In a recent post I tried to categorize the problems of the Perseus Word Study Tool, as tested on a section of Vergil. More surprising to me than the overall rate of error (about one in three words was misidentified in some way) was the fact that many of the errors were not subject to correction by means of Perseus’ “voting” system; and that even when voting was in operation, it often did not correct the error. Sometimes the correct choice was not an available option; other times, unanimous correct votes were ignored, and unanimous incorrect votes were accepted. At Aen. 5.17, to add another example to those mentioned the earlier post, the vocative magnanime was incorrectly called an adverb on the basis of six incorrect user votes.
The inadequacy of the LWST will not have been news to anyone who has used it. The question is, is the level of error pedagogically significant? Is the LWST good enough for the purposes of a typical Latin student? In other words, should the average Latinist care? It is not good enough, and the level of error and the specific types of errors in this flagship classical DH project are pedagogically significant and worthy of attention, I believe, for several reasons.
1. Words that give students the most trouble–relative pronouns, demonstratives, quam, ut, modo, Q-words in general–are exactly those least likely to be handled well by the LWST. The earlier post has some examples from my small sample, but I’ll add here that in Aen. 5.30 (magis . . . ) quam, when it comes to that quam, the LWST offered no fewer than seven possible quams to choose from (all numbered quam 1-7), none of which has the correct definition in the context (“than”).
2. The LWST is of course helpless when it comes to unusual or idiomatic expressions, of which there is a good example in my sample at 5.6, were notum must be translated “the knowledge that.”
3. The tool naturally can analyze only what is there. It cannot tell when something is left out or assumed.
4. A major structural problem is represented by bad short definitions of the type (to choose again from examples offered by my sample) iubet = “imposed,” iam = “are you going so soon,” frustra = “in deception, in error,” or more subtly, the fact that the common meaning of tendere, “direct one’s course,” does not appear in the short def. for that word.This is important because, even though one can click on and read the full Lewis & Short dictoinary definition, intermediate students are very unlikely to click through and sift through long entries in search of the correct definition.
5. Moreover, the LWST obscures the relationships between words, which is key to learning to read Latin. This is why seemingly minor accidence mistakes are meaningful. Misled on a part of speech, or the gender of an adjective or the case of a noun, the student will likely not see the syntactical connection between words, and thus the tool reinforces the urge to produce the dreaded “word salad” translations.
6. More broadly, with its cryptic statistical data and jumbled pseudo-information, the LWST reinforces the the impression that many students have: that Latin isn’t really supposed to make sense anyway, that it’s all some kind of fiendish crossword puzzle.
Gregory Crane in an important article and apologia for Perseus, has said that the goal of the Perseus Project is to provide “machine-actionable knowledge.”

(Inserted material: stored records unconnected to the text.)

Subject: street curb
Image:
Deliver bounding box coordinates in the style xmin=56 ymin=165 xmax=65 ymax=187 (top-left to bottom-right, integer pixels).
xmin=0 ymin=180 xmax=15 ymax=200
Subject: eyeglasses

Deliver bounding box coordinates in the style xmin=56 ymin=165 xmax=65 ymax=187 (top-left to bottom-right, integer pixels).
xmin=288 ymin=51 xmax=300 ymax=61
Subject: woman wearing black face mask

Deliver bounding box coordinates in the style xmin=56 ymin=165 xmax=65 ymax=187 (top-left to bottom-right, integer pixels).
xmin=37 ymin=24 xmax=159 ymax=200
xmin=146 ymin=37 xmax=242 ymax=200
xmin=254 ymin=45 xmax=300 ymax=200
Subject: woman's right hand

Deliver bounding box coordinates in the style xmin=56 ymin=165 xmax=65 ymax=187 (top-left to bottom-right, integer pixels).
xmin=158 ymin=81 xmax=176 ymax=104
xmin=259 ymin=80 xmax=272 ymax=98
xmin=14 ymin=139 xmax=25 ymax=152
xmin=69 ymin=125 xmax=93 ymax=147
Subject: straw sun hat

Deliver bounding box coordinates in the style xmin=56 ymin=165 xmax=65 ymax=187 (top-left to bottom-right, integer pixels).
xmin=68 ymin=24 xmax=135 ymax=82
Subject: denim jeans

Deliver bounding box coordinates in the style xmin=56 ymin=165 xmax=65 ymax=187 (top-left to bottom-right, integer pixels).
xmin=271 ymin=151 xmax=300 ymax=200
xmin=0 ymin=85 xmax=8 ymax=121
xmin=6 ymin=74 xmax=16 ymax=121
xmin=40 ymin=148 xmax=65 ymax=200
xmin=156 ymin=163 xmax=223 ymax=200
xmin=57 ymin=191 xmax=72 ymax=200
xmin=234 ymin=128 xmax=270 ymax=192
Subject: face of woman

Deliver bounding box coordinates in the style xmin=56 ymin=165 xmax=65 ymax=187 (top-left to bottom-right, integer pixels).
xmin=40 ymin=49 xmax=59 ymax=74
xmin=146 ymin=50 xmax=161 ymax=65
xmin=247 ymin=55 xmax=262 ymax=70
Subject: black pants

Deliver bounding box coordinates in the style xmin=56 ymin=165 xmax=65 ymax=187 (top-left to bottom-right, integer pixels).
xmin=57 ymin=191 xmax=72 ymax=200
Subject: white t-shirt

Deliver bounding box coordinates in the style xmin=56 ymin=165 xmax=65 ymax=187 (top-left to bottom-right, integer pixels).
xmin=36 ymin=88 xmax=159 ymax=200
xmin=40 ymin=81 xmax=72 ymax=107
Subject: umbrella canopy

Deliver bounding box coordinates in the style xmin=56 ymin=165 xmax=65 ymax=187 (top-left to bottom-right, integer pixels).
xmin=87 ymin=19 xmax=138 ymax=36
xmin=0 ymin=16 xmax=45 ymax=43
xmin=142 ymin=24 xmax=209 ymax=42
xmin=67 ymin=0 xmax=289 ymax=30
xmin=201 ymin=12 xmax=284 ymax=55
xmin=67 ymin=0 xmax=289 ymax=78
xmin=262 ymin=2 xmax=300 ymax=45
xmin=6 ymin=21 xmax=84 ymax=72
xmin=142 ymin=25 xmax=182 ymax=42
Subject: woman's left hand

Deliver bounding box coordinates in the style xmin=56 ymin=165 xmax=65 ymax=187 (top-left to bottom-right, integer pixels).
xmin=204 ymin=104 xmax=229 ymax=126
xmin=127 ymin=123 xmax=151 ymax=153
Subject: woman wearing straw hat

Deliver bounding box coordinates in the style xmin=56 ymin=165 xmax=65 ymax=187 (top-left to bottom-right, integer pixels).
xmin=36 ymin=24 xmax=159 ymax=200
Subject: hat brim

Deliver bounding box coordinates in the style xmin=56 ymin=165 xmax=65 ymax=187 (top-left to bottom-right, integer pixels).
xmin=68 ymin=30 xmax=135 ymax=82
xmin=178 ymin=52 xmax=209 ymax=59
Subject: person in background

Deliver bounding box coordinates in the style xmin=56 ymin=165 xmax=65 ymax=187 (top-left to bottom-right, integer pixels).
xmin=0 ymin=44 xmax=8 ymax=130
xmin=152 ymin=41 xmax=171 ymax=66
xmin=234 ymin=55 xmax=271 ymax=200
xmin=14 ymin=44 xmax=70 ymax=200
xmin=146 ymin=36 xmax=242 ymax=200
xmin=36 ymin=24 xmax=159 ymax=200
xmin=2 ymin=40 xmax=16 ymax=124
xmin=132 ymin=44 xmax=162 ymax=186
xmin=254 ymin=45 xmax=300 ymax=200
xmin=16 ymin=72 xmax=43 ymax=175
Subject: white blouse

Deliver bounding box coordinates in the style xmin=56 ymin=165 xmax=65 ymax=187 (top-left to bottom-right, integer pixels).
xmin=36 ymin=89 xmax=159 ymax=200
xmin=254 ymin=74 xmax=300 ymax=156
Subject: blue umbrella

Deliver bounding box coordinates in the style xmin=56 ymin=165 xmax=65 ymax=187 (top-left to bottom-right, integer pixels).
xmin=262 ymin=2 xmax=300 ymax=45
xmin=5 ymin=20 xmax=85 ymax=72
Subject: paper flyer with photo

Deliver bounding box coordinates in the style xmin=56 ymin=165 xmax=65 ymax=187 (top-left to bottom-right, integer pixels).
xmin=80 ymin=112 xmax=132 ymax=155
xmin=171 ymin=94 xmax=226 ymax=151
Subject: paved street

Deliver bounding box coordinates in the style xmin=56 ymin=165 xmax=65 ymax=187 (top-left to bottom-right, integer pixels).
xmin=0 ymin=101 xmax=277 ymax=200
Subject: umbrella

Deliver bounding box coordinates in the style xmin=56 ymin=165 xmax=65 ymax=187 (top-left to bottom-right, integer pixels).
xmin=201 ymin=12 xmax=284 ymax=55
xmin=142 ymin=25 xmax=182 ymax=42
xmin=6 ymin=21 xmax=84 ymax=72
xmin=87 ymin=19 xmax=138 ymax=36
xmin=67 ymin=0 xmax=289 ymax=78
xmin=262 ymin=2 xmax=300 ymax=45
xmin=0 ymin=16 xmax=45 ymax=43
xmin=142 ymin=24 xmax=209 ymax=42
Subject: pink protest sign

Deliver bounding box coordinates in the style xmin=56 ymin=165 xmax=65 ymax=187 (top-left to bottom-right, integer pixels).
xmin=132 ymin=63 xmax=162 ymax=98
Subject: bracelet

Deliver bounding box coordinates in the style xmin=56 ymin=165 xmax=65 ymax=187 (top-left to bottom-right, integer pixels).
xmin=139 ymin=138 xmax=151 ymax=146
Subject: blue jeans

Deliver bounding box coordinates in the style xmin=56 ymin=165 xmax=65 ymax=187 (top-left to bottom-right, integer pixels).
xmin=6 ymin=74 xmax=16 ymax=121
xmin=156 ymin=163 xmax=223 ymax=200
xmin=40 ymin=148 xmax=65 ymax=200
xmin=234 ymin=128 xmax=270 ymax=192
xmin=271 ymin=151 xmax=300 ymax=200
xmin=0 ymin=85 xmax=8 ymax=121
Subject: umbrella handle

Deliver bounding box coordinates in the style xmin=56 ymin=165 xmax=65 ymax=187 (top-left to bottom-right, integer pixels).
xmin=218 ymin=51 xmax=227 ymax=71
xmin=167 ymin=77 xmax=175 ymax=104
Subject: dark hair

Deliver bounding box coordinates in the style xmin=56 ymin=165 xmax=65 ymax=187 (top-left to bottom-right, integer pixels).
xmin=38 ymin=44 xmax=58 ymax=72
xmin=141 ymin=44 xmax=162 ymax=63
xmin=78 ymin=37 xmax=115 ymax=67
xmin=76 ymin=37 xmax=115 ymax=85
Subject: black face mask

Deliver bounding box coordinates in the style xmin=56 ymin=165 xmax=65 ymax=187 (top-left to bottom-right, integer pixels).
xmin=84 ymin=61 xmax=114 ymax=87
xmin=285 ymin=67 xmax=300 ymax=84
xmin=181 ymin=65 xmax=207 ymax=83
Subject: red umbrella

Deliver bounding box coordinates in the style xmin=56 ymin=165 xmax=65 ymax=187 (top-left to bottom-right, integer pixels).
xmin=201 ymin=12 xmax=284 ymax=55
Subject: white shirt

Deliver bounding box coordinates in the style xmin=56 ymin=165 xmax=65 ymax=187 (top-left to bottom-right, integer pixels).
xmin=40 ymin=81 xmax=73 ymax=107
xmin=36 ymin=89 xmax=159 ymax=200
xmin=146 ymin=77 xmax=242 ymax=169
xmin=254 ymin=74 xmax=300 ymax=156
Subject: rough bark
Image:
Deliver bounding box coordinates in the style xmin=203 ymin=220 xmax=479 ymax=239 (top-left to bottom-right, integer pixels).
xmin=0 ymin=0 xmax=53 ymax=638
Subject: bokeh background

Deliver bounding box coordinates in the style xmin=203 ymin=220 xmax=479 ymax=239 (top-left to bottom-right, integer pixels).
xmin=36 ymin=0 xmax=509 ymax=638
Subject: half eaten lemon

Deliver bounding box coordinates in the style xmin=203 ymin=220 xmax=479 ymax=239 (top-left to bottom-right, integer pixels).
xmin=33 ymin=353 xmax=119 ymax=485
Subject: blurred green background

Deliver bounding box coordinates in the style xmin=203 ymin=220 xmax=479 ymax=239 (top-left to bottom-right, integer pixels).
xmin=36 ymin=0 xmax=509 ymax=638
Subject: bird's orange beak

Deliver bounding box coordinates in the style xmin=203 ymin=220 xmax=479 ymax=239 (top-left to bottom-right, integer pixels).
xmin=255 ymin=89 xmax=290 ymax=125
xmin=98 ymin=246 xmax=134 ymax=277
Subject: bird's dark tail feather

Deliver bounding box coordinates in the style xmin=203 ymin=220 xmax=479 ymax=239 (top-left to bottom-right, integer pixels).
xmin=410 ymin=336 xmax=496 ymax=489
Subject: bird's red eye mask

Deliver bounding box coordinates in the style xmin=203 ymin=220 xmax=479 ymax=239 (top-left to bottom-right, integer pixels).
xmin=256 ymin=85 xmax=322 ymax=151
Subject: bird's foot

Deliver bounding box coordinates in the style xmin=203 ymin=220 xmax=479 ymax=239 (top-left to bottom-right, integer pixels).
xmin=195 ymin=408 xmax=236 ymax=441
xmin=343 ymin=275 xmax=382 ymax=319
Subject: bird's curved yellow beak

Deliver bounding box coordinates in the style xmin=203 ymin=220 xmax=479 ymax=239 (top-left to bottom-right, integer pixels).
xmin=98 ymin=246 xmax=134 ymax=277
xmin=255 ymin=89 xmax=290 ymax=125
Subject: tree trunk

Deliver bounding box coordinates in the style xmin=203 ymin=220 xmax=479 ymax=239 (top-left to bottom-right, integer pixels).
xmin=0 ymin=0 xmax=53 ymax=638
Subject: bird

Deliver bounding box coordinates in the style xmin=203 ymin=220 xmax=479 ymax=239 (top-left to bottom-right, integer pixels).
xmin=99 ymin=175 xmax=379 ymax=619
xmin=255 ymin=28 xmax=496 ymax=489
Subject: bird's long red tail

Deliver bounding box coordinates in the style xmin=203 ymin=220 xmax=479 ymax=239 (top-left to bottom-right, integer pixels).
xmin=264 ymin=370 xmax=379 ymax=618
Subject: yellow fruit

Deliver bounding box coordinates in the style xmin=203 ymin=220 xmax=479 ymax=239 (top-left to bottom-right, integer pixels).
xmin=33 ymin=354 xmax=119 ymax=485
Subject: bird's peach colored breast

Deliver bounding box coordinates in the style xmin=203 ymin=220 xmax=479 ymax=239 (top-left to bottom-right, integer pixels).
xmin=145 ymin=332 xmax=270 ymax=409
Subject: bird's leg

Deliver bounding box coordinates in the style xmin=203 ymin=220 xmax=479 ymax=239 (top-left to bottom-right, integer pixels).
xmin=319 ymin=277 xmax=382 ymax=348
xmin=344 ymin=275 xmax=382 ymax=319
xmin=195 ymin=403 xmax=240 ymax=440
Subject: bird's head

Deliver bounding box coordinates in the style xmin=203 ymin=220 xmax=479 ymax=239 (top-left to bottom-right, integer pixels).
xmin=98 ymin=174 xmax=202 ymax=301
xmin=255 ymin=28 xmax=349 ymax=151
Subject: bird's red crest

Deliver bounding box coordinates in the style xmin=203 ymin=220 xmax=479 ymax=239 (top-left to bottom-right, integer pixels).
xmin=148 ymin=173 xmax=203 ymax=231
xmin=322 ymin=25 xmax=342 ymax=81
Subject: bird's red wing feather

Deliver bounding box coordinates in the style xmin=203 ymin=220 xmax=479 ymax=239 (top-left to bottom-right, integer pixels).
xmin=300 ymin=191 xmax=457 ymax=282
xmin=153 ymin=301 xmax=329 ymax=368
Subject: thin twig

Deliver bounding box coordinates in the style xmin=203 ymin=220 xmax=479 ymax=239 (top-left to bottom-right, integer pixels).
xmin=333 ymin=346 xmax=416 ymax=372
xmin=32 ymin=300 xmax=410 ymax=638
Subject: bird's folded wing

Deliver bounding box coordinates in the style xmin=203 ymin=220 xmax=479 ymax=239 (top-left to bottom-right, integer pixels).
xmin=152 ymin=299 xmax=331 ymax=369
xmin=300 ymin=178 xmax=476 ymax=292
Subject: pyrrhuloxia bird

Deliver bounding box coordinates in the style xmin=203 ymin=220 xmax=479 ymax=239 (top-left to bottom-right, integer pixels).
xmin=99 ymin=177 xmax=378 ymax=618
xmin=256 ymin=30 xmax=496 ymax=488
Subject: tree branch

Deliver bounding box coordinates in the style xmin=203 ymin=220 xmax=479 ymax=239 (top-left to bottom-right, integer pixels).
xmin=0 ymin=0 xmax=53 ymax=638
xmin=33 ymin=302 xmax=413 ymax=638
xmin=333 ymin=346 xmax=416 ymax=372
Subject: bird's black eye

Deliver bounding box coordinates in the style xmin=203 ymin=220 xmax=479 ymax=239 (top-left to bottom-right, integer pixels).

Reference materials, in particular, are structured to support automatic systems (e.g., the morphological analyzer learns Greek and Latin morphology from a machine actionable grammar) and to be decomposed into small chunks and then recombined to provide dynamic commentaries. If you retrieve a book in a language that you cannot read or on a topic that you cannot understand, the system can find translations where these already exist, machine translation and translation support systems, reference works, and general background information suited to the general background and immediate purposes of the reader. In knowledge bases, the boundaries between books begin to dissolve.
But clearly machines are spectacularly bad at understanding Latin at the moment. Crane thinks in terms of many decades, and is waiting for massive improvements in artificial intelligence, or teams of graduate students to encode correct grammatical analysis in texts. But such a prospect seems increasingly far off, and given the size of the Perseus Digital Library (10.5 million words at the moment), it seem unlikely that the millions of errors can be corrected any time soon, if ever. Indeed, would it be worth huge the investment of time and money? In the meantime, we need to create a collaborative tool for generating reasonably correct and reliable vocabulary lists for Latin (and Greek) authors that will be helpful for students and teachers around the world. Why we should do this, and what kind of tool I have in mind, will be the subjects of future posts.